The Democratic Socialists of America fill the space where this left-populism ought to be. Though they are influential and argue for some economic policies that the electorate find attractive, much of their convention last week appeared to dwell in that magical section of the Venn diagram where bullshit and horseshit freely meet and mingle.

How to give you a flavor of the event? Well, note the rules the convention followed:

  • Quiet rooms available for all attendees – but no aggressive scents in those rooms!
  • Use the proper doors and exits – no short cuts from the hall!
  • Wear proper credentials at all times – right-wing infiltrators might be trying to get in!
  • Try to be chill – take a deep breath!
  • Don’t talk to anybody – especially if they don’t have credentials!
  • Don’t talk to anybody from the press!
  • Don’t talk to the cops for any reason at all!
  • Please don’t clap – some comrades have sensitive hearing!

https://twitter.com/Oil_Guns_Merica/status/1158005626087321600

More clips and bits filtered out onto Twitter over the weekend. We watched busybody delegates scream at each other about invisible illness and gendered language.

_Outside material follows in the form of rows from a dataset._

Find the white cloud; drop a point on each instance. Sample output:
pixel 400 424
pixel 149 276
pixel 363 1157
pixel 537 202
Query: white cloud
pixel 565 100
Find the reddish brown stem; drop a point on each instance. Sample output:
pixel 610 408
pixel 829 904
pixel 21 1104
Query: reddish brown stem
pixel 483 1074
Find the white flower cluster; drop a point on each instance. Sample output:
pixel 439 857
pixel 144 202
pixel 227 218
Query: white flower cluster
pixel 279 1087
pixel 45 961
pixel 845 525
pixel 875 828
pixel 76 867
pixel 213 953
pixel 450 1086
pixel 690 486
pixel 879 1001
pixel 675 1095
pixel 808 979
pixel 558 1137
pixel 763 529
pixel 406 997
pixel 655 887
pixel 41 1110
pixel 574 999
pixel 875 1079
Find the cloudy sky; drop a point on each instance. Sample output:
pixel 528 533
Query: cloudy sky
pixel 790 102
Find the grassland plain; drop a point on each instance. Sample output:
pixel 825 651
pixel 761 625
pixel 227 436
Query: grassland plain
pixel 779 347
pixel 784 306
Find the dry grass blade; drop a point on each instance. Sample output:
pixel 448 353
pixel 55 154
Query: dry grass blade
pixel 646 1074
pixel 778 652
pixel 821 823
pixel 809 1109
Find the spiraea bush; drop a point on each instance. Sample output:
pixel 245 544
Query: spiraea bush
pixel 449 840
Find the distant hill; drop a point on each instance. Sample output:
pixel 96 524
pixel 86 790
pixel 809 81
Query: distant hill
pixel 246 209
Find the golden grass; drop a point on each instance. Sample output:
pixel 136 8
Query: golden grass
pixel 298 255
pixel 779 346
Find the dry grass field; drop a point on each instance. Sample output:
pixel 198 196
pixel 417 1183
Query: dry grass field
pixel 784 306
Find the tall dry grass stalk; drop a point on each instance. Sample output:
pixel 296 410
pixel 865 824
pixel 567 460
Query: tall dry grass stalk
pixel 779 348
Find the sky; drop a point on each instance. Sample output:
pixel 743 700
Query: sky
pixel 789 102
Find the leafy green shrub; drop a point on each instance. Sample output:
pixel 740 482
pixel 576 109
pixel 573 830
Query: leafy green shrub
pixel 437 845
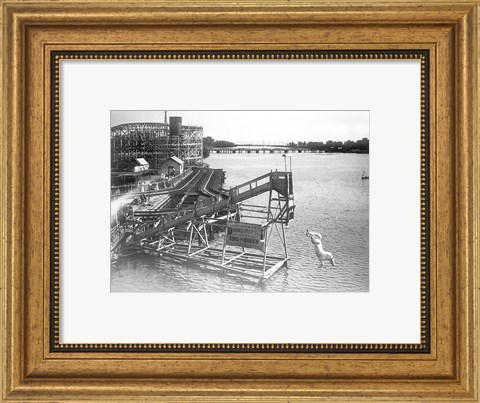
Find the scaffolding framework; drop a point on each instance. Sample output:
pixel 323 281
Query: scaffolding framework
pixel 153 142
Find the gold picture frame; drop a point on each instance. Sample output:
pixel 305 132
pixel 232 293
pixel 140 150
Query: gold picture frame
pixel 35 368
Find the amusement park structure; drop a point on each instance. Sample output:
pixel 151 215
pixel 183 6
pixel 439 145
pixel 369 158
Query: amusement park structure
pixel 156 142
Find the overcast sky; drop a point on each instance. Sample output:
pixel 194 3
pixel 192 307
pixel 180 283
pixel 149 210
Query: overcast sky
pixel 259 126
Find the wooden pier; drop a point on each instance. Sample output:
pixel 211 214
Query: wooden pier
pixel 183 234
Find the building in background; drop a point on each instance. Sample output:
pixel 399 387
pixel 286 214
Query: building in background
pixel 156 143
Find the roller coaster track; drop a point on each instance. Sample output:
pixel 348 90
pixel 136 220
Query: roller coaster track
pixel 278 181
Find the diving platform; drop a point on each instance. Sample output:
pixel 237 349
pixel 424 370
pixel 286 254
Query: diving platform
pixel 244 231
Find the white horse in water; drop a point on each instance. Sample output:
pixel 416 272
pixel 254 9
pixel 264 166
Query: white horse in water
pixel 316 239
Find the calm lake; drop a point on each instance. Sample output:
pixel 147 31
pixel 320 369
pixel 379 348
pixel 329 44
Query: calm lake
pixel 330 197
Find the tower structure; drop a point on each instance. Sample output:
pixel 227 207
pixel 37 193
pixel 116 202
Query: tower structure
pixel 156 142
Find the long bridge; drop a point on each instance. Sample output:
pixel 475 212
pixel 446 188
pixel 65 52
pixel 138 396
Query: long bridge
pixel 258 149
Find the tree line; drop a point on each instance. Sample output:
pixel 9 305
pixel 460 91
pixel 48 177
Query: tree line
pixel 334 146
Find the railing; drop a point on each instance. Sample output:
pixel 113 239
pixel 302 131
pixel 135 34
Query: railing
pixel 237 194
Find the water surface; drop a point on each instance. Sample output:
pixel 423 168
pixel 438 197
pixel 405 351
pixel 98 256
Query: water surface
pixel 331 199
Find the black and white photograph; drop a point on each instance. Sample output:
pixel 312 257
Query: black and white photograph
pixel 239 201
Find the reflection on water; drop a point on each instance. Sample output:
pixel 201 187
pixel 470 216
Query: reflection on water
pixel 331 199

Clapping was outlawed; replaced by silent jazz hands. By Monday cringe compilations were filling up YouTube and the convention was so much fish in a barrel for Tucker Carlson. It was as if a parody of exaggerated leftism had been constructed purely for conservatives to giggle at.

The DSA’s organizers feared ‘right-wing infiltrators’ but the most ruthless propagandist in the world couldn’t own the DSA as hard as a few three-minute videos from its own convention.

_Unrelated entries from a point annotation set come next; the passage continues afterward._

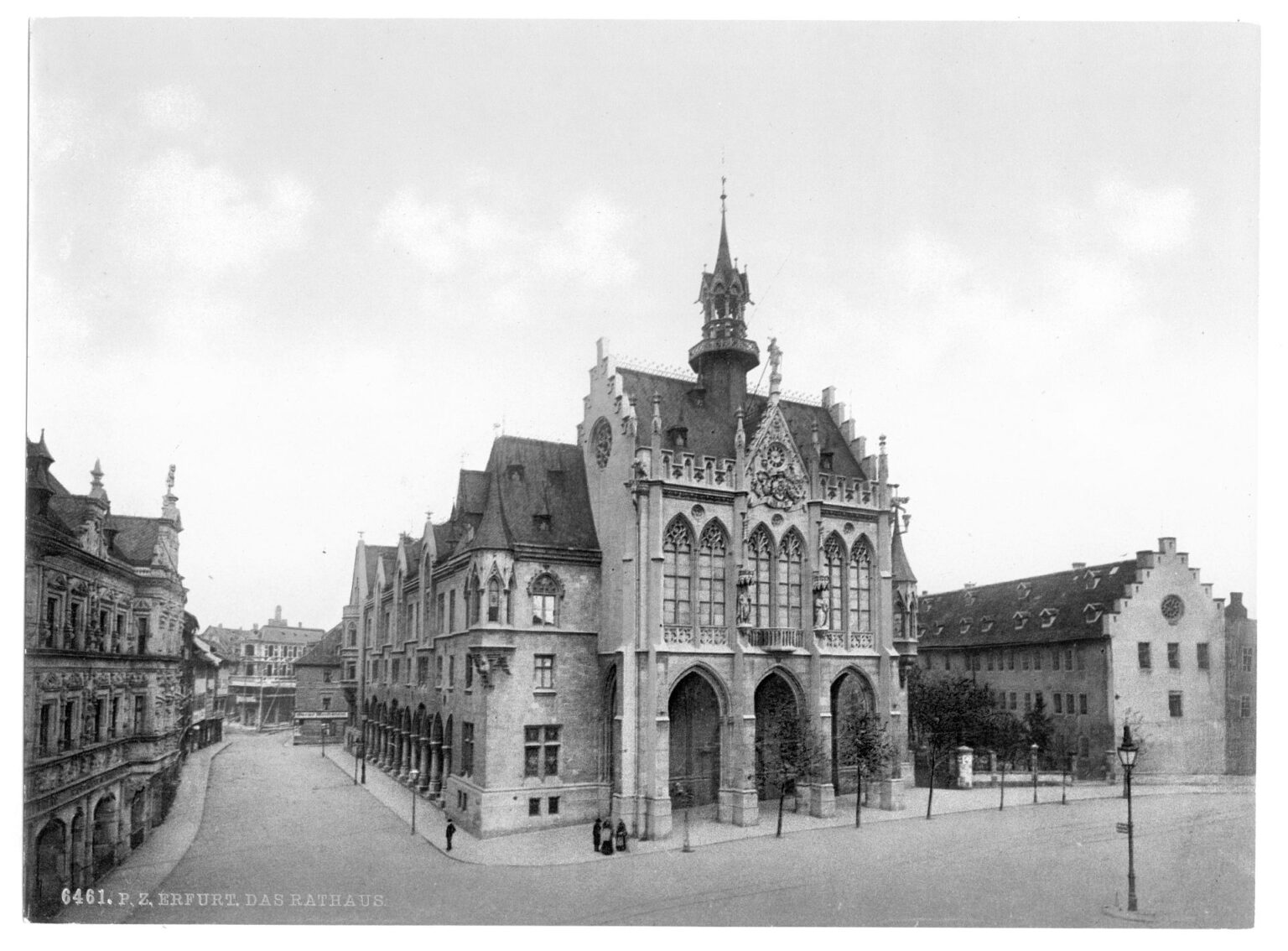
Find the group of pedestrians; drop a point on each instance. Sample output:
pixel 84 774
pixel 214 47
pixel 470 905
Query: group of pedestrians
pixel 605 835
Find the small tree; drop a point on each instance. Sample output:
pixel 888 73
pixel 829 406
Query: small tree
pixel 790 751
pixel 863 741
pixel 947 713
pixel 1037 725
pixel 1007 737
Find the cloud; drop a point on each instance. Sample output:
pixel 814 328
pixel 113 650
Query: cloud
pixel 461 237
pixel 173 108
pixel 1146 221
pixel 204 222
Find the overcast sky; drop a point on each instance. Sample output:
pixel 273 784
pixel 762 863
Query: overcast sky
pixel 314 263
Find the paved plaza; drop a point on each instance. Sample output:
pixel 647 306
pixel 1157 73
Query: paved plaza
pixel 283 835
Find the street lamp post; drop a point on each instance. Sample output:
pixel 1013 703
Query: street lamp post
pixel 1127 756
pixel 415 775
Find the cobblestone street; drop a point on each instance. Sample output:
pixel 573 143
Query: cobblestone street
pixel 290 839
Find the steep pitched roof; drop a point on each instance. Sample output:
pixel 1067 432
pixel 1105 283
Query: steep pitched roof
pixel 325 652
pixel 711 429
pixel 987 615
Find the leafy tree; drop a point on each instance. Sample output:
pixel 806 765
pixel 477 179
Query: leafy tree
pixel 1037 725
pixel 947 713
pixel 790 751
pixel 863 741
pixel 1007 736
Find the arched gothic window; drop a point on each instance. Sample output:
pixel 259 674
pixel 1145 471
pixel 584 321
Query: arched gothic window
pixel 545 600
pixel 761 550
pixel 788 581
pixel 860 586
pixel 834 559
pixel 678 574
pixel 711 575
pixel 494 600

Why did they livestream this stuff? Strutting crank socialism is never a pleasant sight: the sentimentality of Marley and Me with the blood-curdling vitriol of Vasiliy Ulrikh; the unrestrained narcissism of a Real Housewife of New Jersey joining hands with the overwhelming moral certitude of one of those Jesuit missionaries decapitated because he just would not leave the damn natives alone.

Manners are not frivolous. They tell you much of what you need to know about a person, and about a group. The DSA are a portent, not a political party. Not much has been made of the convention voting to endorse open borders, which must be a first for a national labor party. While we laugh at their jazz hands, the DSA threatens to pull the Democrats towards a policy that will prevent them from winning a national election for the foreseeable future.

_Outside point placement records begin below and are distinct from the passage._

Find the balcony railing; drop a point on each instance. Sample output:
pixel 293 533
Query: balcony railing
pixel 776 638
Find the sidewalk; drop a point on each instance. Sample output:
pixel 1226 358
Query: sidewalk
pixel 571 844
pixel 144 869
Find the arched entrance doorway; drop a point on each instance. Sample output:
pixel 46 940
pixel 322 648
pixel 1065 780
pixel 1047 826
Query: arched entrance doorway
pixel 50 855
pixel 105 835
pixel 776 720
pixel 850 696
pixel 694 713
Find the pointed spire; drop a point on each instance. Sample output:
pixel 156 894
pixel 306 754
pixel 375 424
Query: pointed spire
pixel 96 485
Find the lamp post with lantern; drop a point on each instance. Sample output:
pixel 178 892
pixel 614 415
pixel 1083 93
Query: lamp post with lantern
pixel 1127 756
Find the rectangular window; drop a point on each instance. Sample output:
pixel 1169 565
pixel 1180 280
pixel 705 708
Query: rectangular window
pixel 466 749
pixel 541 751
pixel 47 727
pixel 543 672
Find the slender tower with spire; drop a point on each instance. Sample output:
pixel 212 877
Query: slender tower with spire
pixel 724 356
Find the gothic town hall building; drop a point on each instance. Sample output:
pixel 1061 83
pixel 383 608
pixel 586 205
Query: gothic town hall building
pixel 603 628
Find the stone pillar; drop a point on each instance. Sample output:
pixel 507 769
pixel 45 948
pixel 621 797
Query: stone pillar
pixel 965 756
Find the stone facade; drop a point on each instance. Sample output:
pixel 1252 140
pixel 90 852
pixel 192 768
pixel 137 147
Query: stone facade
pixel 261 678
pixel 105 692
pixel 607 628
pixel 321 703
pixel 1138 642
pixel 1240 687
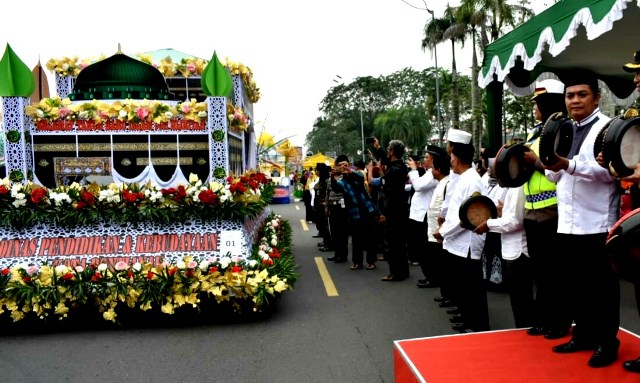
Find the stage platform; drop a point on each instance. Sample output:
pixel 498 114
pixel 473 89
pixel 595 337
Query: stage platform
pixel 505 356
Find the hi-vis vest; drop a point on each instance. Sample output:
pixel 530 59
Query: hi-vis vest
pixel 539 192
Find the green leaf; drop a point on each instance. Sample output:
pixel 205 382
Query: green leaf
pixel 16 79
pixel 216 80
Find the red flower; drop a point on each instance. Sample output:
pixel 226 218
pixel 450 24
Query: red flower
pixel 38 195
pixel 88 197
pixel 129 196
pixel 208 197
pixel 96 277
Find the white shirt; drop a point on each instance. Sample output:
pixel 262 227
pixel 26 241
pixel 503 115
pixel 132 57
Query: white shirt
pixel 423 187
pixel 588 202
pixel 510 225
pixel 434 207
pixel 458 240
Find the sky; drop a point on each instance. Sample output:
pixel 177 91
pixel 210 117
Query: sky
pixel 296 49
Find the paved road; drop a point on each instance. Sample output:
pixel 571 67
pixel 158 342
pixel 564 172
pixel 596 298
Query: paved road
pixel 311 337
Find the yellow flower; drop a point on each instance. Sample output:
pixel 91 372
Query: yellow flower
pixel 109 315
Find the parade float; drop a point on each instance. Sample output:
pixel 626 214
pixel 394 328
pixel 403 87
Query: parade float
pixel 120 197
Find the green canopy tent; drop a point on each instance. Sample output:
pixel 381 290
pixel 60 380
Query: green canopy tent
pixel 599 35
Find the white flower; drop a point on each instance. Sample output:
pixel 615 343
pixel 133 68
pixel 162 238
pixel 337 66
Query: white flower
pixel 121 265
pixel 60 198
pixel 224 262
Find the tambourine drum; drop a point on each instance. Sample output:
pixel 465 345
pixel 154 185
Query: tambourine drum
pixel 621 146
pixel 475 210
pixel 556 138
pixel 598 145
pixel 509 166
pixel 623 246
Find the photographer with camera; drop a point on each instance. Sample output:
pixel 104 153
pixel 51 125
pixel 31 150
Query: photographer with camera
pixel 361 212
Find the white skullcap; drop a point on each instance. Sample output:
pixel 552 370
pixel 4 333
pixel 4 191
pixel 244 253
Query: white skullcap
pixel 459 136
pixel 548 86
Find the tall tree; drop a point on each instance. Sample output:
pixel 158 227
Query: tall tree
pixel 484 21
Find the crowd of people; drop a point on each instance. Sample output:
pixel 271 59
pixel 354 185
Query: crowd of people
pixel 545 246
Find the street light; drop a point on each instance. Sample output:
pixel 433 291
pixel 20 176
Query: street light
pixel 361 120
pixel 435 56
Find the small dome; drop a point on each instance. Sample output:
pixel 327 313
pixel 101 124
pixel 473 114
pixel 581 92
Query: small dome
pixel 120 77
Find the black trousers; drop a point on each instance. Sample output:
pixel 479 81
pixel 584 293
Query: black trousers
pixel 593 287
pixel 339 231
pixel 396 257
pixel 470 292
pixel 552 302
pixel 518 279
pixel 363 240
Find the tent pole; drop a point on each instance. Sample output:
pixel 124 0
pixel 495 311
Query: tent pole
pixel 494 114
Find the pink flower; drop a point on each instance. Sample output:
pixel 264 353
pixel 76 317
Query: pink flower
pixel 142 113
pixel 121 265
pixel 64 112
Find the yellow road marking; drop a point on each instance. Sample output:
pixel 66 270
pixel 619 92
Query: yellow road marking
pixel 326 278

For much of the 20th century, socialism offered its followers a powerful, moving vision of a radiant future. It was Leon Trotsky, in Literature and Revolution (1924) who offered up the most memorable rendition of this utopia:

‘Man will become immeasurably stronger, wiser and subtler; his body will become more harmonized, his movements more rhythmic, his voice more musical. The forms of life will become dynamically dramatic. The average human type will rise to the heights of an Aristotle, a Goethe or a Marx. And above this ridge new peaks will rise.’

Trotksy’s words are hard to type now, and even harder to take seriously. They are grand, certain and immodest. The failure to perfect man in the 20th century hollows them out and mocks them. Average human types did not reach the heights of Aristotle; they slumped to the lows of Beria, Blokhin, Dzherzhinsky and all the rest.

But what vision do the DSA offer? The tragedy of the contemporary Left is that they toss the word ‘socialism’ around like a fish between seabirds, while offering no real picture of the future. Today’s socialists bring to life Richard Sennet’s old idea that:

‘Masses of people are concerned with their own life-histories and particular emotions as never before; this concern has proved to be a trap rather than a liberation.’

Slowing down a convention every time an attendee starts mouthing off about their fibrodysplasia ossificans progressiva might demonstrate a will to politeness, but it doesn’t convince as politics. Process is not idealism. When speech becomes violence and sounds become harm a return to the womb seems more likely than the seizure of the means of production.